Bediüzzaman Hazretleri talebelerine yazdığı bir Berâat Kandili tebrikinde bu gecenin değeri ve değerlendirilmesi ile alâkalı şöyle demektedir: “Elli senelik ibadetle dolu bir ömrü inananlara kazandıran Beraat gecenizi ruh u canımızla tebrik ederiz.” “Beraat Gecesi, bütün senenin kutsî bir çekirdeği ve insanlığın kaderinin programı olması açısından, Kadir gecesi gibi mukaddestir.
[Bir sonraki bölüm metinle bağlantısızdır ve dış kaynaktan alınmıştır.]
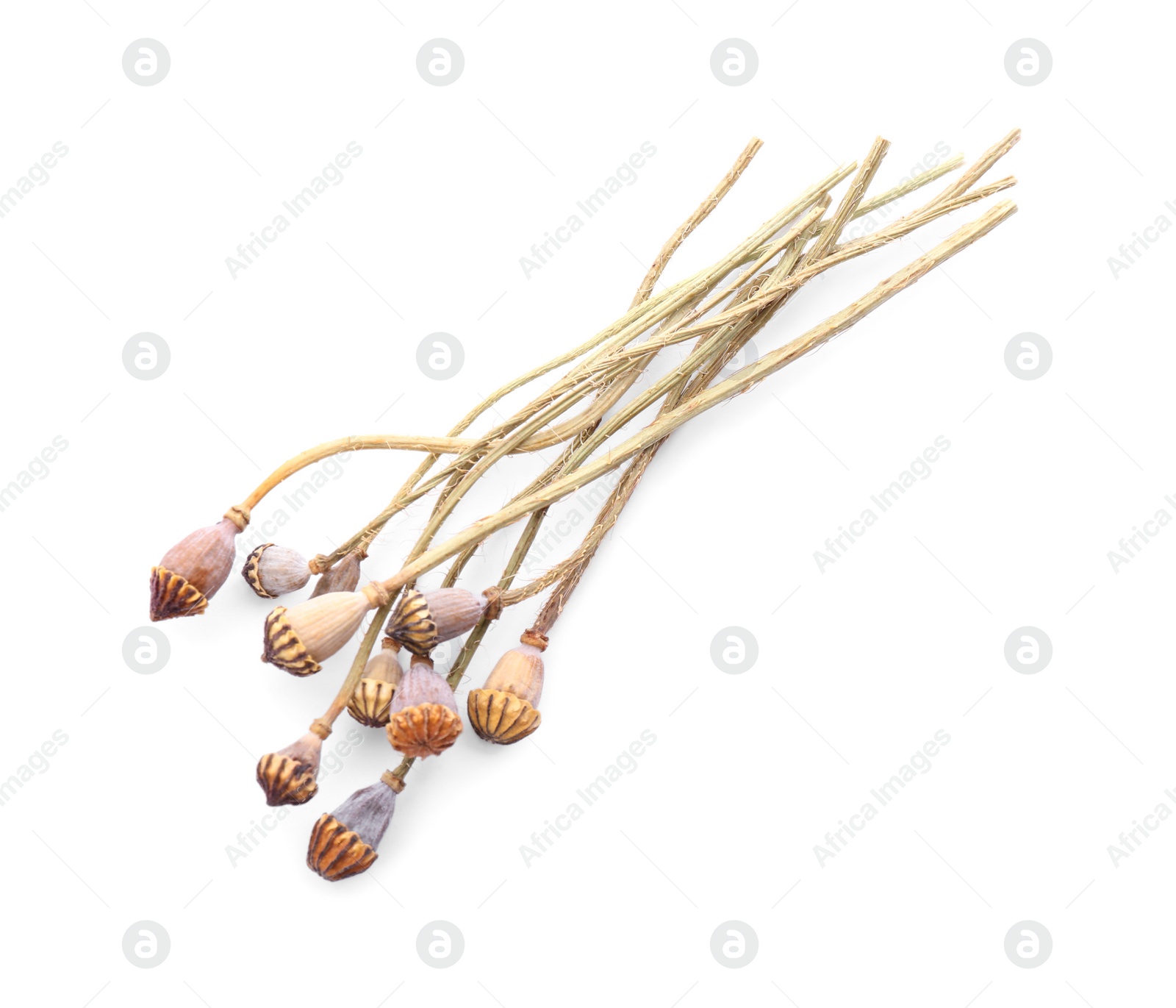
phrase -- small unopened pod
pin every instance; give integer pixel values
(273, 571)
(344, 576)
(290, 776)
(506, 708)
(370, 701)
(303, 637)
(194, 570)
(423, 717)
(344, 843)
(425, 619)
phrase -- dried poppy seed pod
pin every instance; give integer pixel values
(425, 719)
(300, 637)
(344, 843)
(344, 576)
(425, 619)
(288, 776)
(370, 701)
(273, 571)
(506, 708)
(192, 571)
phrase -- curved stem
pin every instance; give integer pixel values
(742, 380)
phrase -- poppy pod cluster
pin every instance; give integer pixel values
(506, 708)
(423, 718)
(587, 410)
(194, 570)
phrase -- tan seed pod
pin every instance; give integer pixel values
(344, 576)
(344, 843)
(425, 619)
(499, 717)
(288, 776)
(273, 571)
(303, 637)
(370, 701)
(505, 709)
(192, 571)
(423, 719)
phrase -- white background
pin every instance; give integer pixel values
(901, 637)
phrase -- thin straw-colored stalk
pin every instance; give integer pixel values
(709, 399)
(632, 325)
(694, 220)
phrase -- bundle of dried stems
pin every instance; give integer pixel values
(719, 308)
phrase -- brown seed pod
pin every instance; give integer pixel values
(425, 619)
(505, 709)
(370, 701)
(300, 637)
(344, 843)
(192, 571)
(273, 571)
(423, 719)
(288, 776)
(344, 576)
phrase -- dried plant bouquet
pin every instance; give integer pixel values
(587, 411)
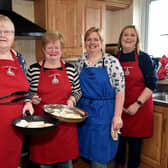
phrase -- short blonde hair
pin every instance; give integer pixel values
(52, 37)
(4, 20)
(91, 30)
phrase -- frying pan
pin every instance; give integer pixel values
(36, 131)
(17, 93)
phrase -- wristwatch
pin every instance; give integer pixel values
(139, 102)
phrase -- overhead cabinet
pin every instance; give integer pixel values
(117, 4)
(72, 18)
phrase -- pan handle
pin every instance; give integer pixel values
(27, 112)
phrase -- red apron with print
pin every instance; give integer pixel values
(140, 124)
(61, 144)
(12, 79)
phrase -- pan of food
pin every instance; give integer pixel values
(62, 113)
(35, 125)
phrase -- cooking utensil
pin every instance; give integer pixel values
(39, 130)
(52, 108)
(14, 100)
(14, 93)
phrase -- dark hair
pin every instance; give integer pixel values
(137, 45)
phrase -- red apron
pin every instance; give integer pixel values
(140, 124)
(61, 144)
(12, 79)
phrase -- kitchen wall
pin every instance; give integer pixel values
(25, 46)
(114, 23)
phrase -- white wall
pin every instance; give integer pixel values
(26, 47)
(115, 21)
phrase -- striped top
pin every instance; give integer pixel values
(33, 75)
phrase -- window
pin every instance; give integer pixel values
(158, 28)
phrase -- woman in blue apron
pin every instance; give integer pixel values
(102, 85)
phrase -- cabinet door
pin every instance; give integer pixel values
(94, 15)
(63, 16)
(154, 148)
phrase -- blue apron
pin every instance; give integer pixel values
(98, 99)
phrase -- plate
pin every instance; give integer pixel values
(50, 124)
(65, 114)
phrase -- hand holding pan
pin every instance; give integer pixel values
(14, 100)
(14, 93)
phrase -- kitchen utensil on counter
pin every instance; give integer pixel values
(61, 112)
(35, 125)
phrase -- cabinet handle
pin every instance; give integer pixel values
(82, 40)
(164, 124)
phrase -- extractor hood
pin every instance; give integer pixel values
(23, 27)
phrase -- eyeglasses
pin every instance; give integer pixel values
(6, 32)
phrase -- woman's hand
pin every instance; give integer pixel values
(71, 102)
(36, 99)
(27, 107)
(132, 109)
(117, 124)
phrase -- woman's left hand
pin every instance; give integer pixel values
(71, 102)
(132, 109)
(28, 107)
(117, 124)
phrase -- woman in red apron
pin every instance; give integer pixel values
(54, 82)
(140, 79)
(12, 79)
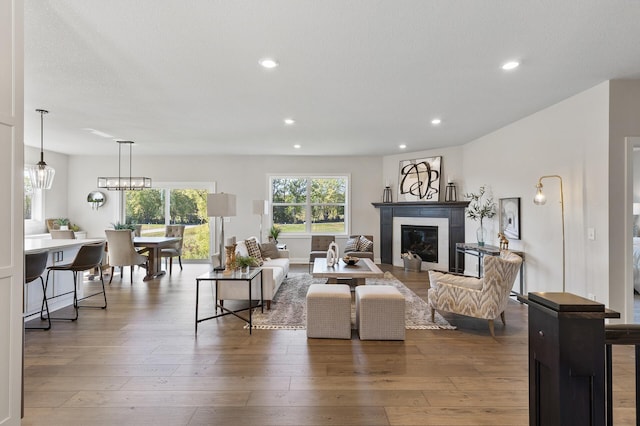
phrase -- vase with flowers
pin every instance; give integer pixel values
(479, 208)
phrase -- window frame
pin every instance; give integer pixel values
(308, 204)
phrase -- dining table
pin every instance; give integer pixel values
(155, 246)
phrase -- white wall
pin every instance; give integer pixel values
(244, 176)
(624, 123)
(569, 139)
Kadir gecesinde her bir amelin, okunan Kur’an’ın her bir harfinin sevabı otuz bin olduğu gibi, Beraat gecesinde de yirmi bine kadar çıkar… Bu geceler, elli senelik bir ibadet hükmüne geçebilir. Onun için elden geldiği kadar Kur’ân’la, istiğfar ve salavatla meşgul olmak büyük bir kârdır.
Kandilinizi tebrik eder, bu gece vesilesiyle Alem-i İslam’a hayır, huzur, dirlik, düzen, İslam’ı yaşama heyecanı, dua aşkı, ibadet tutkusu, çalışma şevki ve bereket vermesini Rahmeti Sonsuz Rabbimizden dileriz.
Bediüzzaman Hazretleri üç ayları nasıl değerlendiriyordu?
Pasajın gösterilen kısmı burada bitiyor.